Hoy es muy habitual que los trabajadores con empleos activos miren cada día ofertas de trabajo, para poder comparar y ver si pudieran estar interesados en una nueva oportunidad profesional.
Esta situación puede darse por muchas razones: no encontrarse a gusto con las tareas, no llevarse bien con su superior inmediato, buscar mayor “work life balance”, no tener posibilidad de crecimiento y muchas otras razones.
Claro está que la más habitual continúa siendo que su salario está por debajo de lo que consideran. Aquí es donde comenzamos a jugar con un arma de doble filo: buscar trabajo y así, abrir la puerta para una contraoferta interna.
¿Pero qué pasaría si supieran que el 85% de las personas que aceptan una contraoferta laboral interna terminan igualmente cambiando de trabajo dentro de los 18 meses posteriores a su aceptación, ya sea por renuncia o porque son despedidos?

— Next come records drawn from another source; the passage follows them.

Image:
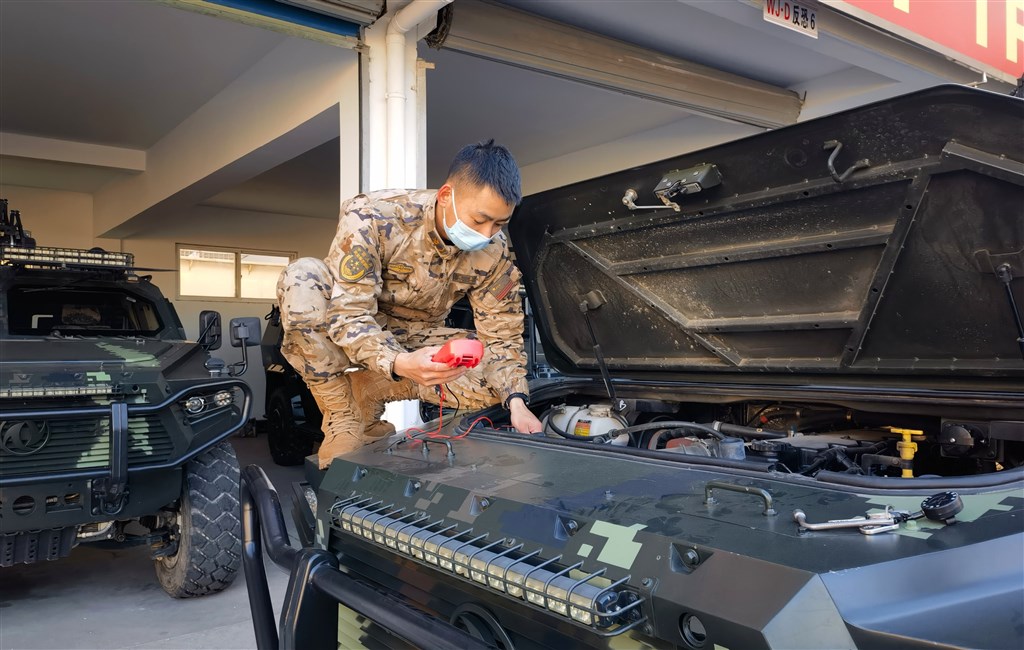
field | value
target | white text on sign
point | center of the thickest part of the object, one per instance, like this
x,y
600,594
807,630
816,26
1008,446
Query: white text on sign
x,y
799,16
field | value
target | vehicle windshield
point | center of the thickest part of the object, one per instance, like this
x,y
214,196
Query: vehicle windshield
x,y
80,311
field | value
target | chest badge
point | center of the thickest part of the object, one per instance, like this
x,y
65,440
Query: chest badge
x,y
399,268
356,264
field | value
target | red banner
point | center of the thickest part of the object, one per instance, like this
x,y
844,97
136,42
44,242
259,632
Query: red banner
x,y
987,35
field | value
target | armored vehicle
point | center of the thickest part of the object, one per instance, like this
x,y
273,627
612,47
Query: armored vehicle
x,y
113,426
791,415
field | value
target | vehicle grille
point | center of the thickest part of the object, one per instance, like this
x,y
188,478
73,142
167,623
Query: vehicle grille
x,y
605,607
84,443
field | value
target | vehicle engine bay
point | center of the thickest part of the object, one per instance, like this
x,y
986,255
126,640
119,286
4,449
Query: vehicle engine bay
x,y
788,436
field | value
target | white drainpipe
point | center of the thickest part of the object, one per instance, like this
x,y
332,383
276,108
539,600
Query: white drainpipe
x,y
401,23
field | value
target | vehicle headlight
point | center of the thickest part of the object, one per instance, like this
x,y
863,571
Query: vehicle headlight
x,y
223,398
195,404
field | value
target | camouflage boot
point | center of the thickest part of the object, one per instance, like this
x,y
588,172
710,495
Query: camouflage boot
x,y
342,425
371,391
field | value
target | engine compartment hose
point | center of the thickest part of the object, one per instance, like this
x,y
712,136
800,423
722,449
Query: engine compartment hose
x,y
740,431
671,424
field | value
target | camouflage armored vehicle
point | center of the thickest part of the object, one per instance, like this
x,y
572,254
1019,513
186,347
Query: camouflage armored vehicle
x,y
792,415
113,426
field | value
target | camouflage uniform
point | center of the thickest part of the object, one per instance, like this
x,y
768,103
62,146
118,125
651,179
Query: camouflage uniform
x,y
385,288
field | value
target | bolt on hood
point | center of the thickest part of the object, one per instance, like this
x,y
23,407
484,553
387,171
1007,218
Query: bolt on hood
x,y
782,267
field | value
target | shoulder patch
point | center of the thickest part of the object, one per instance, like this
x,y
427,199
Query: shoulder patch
x,y
356,264
399,268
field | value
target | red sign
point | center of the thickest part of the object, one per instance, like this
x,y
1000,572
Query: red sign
x,y
986,35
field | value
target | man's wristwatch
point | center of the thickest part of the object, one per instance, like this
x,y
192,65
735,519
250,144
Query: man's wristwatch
x,y
524,397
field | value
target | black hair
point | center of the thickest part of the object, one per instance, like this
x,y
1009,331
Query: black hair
x,y
488,165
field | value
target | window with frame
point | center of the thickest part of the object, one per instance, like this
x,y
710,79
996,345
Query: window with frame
x,y
229,273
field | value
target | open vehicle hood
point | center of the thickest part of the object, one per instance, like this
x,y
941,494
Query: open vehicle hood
x,y
781,267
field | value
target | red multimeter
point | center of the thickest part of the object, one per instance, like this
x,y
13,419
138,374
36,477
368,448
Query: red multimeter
x,y
465,352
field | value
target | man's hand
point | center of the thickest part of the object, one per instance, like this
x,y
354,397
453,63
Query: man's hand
x,y
418,366
522,418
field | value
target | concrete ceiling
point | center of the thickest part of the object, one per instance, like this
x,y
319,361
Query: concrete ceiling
x,y
120,74
125,74
537,116
305,186
54,175
734,38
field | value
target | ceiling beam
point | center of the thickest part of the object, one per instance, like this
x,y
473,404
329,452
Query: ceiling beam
x,y
521,39
295,98
32,146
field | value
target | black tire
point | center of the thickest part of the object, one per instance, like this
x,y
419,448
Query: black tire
x,y
209,527
289,445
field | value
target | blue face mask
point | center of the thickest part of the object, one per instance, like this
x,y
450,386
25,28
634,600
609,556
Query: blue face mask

Un 20% más de aumento en su salario no suele suplir las tareas rutinarias y lo poco motivado que uno puede sentirse en la posición actual. Tampoco un 25% de incremento va a mejorar la mala relación que tenga con su jefe. Entonces, ¿por qué esperar a que la empresa cambie su cultura laboral sólo por aceptar una contra oferta? Ganar algo más de dinero, suele ser un pensamiento cortoplacista, ya que todo lo anterior seguirá sucediendo.
Cuando tomamos la decisión de aplixar a aluna otra oferta de trabajo, es muy probable que te llamen para participar en un proceso de selección y si todo va bien pasar a la fase final con una oferta formal encima de la mesa. En este sentido se recomienda ser muy precavido porque un sector dentro del mercado laboral puede que no sea muy amplio por lo que se requiere cautela a la hora de proceder.
Hay que ser honestos y directos, tener claro y saber transmitir las razones reales por las cuales se busca un cambio, ser claros con las aspiraciones salariales, y sobretodo no utilizar la participación en un proceso de selección como arma fundamental para obtener una contra oferta en el trabajo actual. Esto no implica que en algunas ocasiones uno sea llamado para participar en un proceso y, desde el momento inicial, se abra la puerta.
Existen muchas razones que explican por qué una contraoferta puede ser una solución a corto plazo:
  • El hecho de aceptar y/o recibir una oferta a un nuevo empleo y utilizarlo como ¨arma¨ es sin duda una mala práctica profesional, abriendo la posibilidad de que sean cuestionados los valores éticos y profesionales; pudiendo afectar esto la reputación de uno. Hoy en día la marca personal y la valoración de ésta en el mercado marcarán muchas de las oportunidades de éxito.
  • La primera pregunta debería ser: ¿Por qué mi empresa me ofrece esto ahora cuando lo llevo pidiendo desde hace tiempo? Si se acepta una contra oferta debe pensarse a largo plazo. 
  • Cuando la empresa hace una contraoferta laboral a un trabajador de la empresa, muchas veces, lo hace - entre otros motivos - porque resulta más fácil mantener a un empleado ya capacitado que empezar un proceso de reclutamiento desde cero, algo que le llevará tiempo, esfuerzo y costes. No necesariamente significa que siente que “perdió” un profesional.
  • Hay que tener en cuenta que al decidirse por un proceso de selección, y resulta uno ser el candidato, hacen una oferta y se rechaza porque se consiguió la contra oferta en el empleo actual, será muy difícil que vuelvan a considerar a la persona en el futuro, y de nuevo, se estará cerrando una puerta en un mercado muy pequeño. La buena relación debe mantenerse con las consultoras de RR.HH y Head Hunters ya que puede ser muy beneficioso en el corto, mediano y/o largo plazo.
  • En el caso de que la empresa contra oferte es importante pensar en cuáles son las principales motivaciones personales y no laborales para el cambio, y decidir si con esa contraoferta se tienen todas las garantías de que quedan cubiertas las expectativas.
  • En el 90% de los casos, por lo general, es una decisión económica. Nunca hay que dejar que esto socave el perfil y experiencia profesional, si se obtuvo una nueva oferta laboral que además de crecer en salario, significa un nuevo desafío, nuevas responsabilidades, nueva cultura y nuevo equipo, un 15 o 20% arriba de la misma no va a complementar lo otro, al menos, no en el largo plazo. Por lo cual no hay que temer a las tareas que aplicaste, por algo uno fue elegido.
  • Es destacable y se valora el salir de la zona de confort, si se tiene la suerte de recibir una propuesta laboral que supone un crecimiento. Reflexionar sobre el tiempo que se está en una misma posición y en la misma empresa, cuántas veces se luchó por conseguir un cambio, cuántas veces uno planteó un aumento y/o un cambio de posición que nunca vino.